The Braves had to wait until April 14th in order to insure the seventh season of control. Delaying Acuña’s promotion until early June would have allowed the club to avoid Super Two status, but that never seemed to be a real consideration.
Atlanta general manager Alex Anthopoulos cited some final development as the reason Acuña began this season in Gwinnett. Though he started slowly, Acuña had shown recent signs of turning things around at the plate, including two more hits on Tuesday night for Gwinnett. He was batting .232 with one homer, two RBI, nine runs scored and four stolen bases in 17 games for Atlanta’s Triple-A affiliate this season.

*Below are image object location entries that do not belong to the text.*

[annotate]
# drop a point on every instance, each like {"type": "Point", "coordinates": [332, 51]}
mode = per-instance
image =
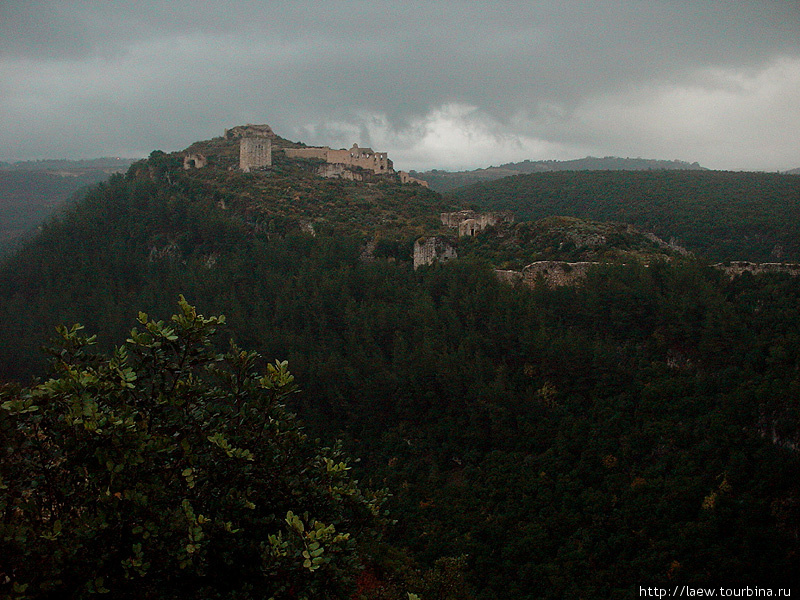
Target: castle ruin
{"type": "Point", "coordinates": [470, 222]}
{"type": "Point", "coordinates": [433, 249]}
{"type": "Point", "coordinates": [194, 161]}
{"type": "Point", "coordinates": [255, 153]}
{"type": "Point", "coordinates": [364, 158]}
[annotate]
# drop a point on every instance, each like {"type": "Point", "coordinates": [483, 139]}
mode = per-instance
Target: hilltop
{"type": "Point", "coordinates": [637, 425]}
{"type": "Point", "coordinates": [443, 181]}
{"type": "Point", "coordinates": [716, 214]}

The slow start gave the Braves reason to wait and see when the young outfielder would start to put up the kind of at-bats and numbers all parties had grown accustomed to. The expectation was always that it would happen sooner than later.
Now the wait is over.
“His ability, his talent, what we think of him long term hasn’t changed one iota,” Anthopoulos said last week. “There’s a difference between spring training, where no one is preparing and advancing for you and you’re playing six or seven innings and getting into the flow and routine of games.”

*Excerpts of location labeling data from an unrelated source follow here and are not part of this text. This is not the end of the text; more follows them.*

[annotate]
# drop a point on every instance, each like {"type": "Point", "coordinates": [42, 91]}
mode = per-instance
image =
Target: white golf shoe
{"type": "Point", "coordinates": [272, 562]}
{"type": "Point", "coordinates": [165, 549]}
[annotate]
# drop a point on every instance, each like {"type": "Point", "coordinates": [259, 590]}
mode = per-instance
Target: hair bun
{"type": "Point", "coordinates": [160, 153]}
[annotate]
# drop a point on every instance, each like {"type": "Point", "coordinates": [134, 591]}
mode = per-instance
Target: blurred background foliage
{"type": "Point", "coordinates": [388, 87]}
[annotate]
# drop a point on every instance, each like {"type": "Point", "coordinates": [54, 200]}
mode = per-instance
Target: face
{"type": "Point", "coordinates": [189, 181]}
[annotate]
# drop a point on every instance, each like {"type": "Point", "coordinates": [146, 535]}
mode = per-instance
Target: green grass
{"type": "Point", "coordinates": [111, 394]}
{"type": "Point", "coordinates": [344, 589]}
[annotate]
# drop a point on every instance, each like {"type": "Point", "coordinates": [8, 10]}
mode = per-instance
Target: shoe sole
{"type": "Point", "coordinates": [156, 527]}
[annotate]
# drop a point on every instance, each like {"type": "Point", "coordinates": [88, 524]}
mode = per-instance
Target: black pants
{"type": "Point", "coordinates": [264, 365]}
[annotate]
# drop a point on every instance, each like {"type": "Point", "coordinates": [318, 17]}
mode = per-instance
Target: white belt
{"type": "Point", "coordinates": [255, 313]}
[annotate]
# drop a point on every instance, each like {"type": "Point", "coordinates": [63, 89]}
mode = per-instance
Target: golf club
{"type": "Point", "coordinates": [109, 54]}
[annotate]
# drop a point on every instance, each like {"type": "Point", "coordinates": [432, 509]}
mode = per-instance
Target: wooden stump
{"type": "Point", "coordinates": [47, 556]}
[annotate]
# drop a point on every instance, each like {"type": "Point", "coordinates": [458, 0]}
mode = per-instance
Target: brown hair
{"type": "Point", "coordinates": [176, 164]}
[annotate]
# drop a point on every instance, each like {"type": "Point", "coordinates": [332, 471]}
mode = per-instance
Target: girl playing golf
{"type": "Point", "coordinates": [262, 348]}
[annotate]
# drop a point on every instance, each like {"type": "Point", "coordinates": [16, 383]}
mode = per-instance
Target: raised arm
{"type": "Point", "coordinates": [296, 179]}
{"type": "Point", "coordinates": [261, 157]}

“More development isn’t going to hurt anybody,” Anthopoulos added. “We prefer to call players up when they’re performing at a high level, when they’re locked in.”
Anthopoulos, who served as a Dodgers executive last season was quick to point out a recent precedent for promoting a young player who was in a groove as opposed to one who was scuffling.
“My most recent experience with that would be Cody Bellinger last year with L.A.” said Anthopouos of the 2017 National League Rookie of the Year. “He was on fire down there. Our manager down there was saying ‘he’s the best player in the league, he looks great, he’s locked in.’ Those are the type of conversations you hope to have. That’s when you’re looking to call guys up, when they’re locked in and seeing the ball well.”
That appears to be the case for Acuña of late.
After batting just .138 over the first seven games for Gwinnett, Acuña batted .300 over the last 10 games and was starting to put together much better at-bats.
Acuña will become Atlanta’s starting left fielder, and at 20 years, 128 days old will become the youngest player in the major leagues upon his debut, supplanting teammate Ozzie Albies.